Vous nous parlez, Africa, du monde qui sépare parfois la théorie de la pratique.

"Mais que fait donc le parlement européen ? Il était derrière Jan Palach, cet étudiant tchécoslovaque qui s'est immolé par le feu à Prague en janvier 69 et il est absent pour porter le désespoir de Mohamed Bouazizi, devenu le symbole de la révolution tunisienne."

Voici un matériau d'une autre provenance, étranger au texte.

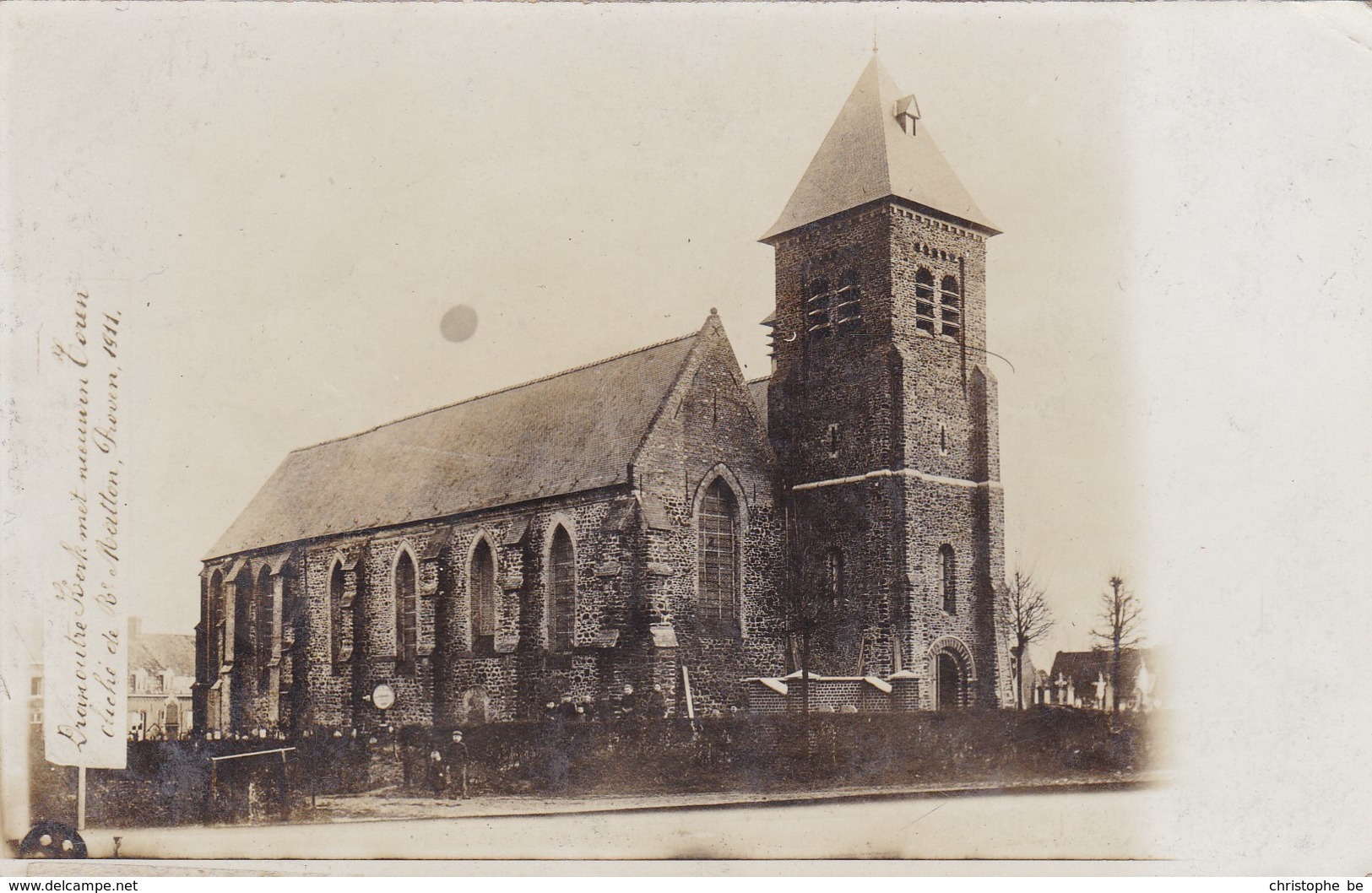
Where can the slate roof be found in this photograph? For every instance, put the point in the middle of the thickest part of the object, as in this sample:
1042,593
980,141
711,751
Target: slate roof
155,652
867,155
567,432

Ce sont les mots du député européen Daniel Cohn-Bendit qui s'est scandalisé cette semaine à Strasbourg du manque de courage du parlement européen, un parlement qui n'a pas soutenu les Verts quand ils demandaient de réaffecter les fonds européens destinés à la Tunisie pour soutenir le pays dans l'organisation de vraies élections démocratiques.

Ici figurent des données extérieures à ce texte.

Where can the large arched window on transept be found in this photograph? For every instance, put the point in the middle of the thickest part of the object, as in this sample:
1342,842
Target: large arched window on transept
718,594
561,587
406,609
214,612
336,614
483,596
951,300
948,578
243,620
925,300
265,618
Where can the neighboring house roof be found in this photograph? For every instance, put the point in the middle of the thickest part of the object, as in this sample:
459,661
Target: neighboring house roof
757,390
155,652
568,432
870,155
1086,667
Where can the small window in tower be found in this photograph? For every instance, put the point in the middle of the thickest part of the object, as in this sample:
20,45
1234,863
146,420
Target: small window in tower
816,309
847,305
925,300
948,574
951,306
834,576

L'ambivalence européenne à l'égard de la Tunisie et l'attitude de certains états avaient déjà été critiquées plus tôt, mais il y a décidément des mots que l'on ne veut pas entendre. La dictature de Ben Ali a pourtant duré 23 ans. Mais tout le monde semble la découvrir ou la redécouvrir aujourd'hui. Et ce ne sont pas les propos tenus la semaine passée par la ministre française Michèle Alliot Marie devant l'assemblée nationale qui seront de nature à nous rassurer, elle qui proposait d'envoyer les policiers français pour apporter leur expertise à leurs confrères tunisiens.

A Strasbourg même, dans l'hémicylce où, ironie, s'est déroulée en décembre la cérémonie de remise du prix Sakharov pour la liberté d'expression au dissident cubain Guillermo Farinas, les propos de Daniel Cohn Bendit ont fait écho. Vu d'Europe en effet, est-il plus facile de soutenir les droits de l'homme au pays de Castro qu'au pays de Ben Ali ? La politique de voisinage européenne, la peur de l'islamisme et du terrorisme sont-elles à ce prix ?

La politique étrangère de l'Union européenne permet à tout le moins de s'interroger. L'Europe propose aujourd'hui d'aider la Tunisie à organiser des élections libres mais elle a toléré jusque là un régime dictatorial. La Tunisie est même le premier pays du sud de la Méditerranée avec lequel l'Union a signé un accord d'association en 95. Bien sûr, l'Union intégrait des exigences de respect des droits de l'homme et d'Etat de droit mais dans les faits, qu'est-ce qui entravait le régime du président Ben Ali ?

La conclusion qui s'impose aujourd'hui c'est que les Tunisiens n'ont pu compter que sur leur seule détermination pour faire leur révolution. Une centaine d'entre eux y ont laissé la vie.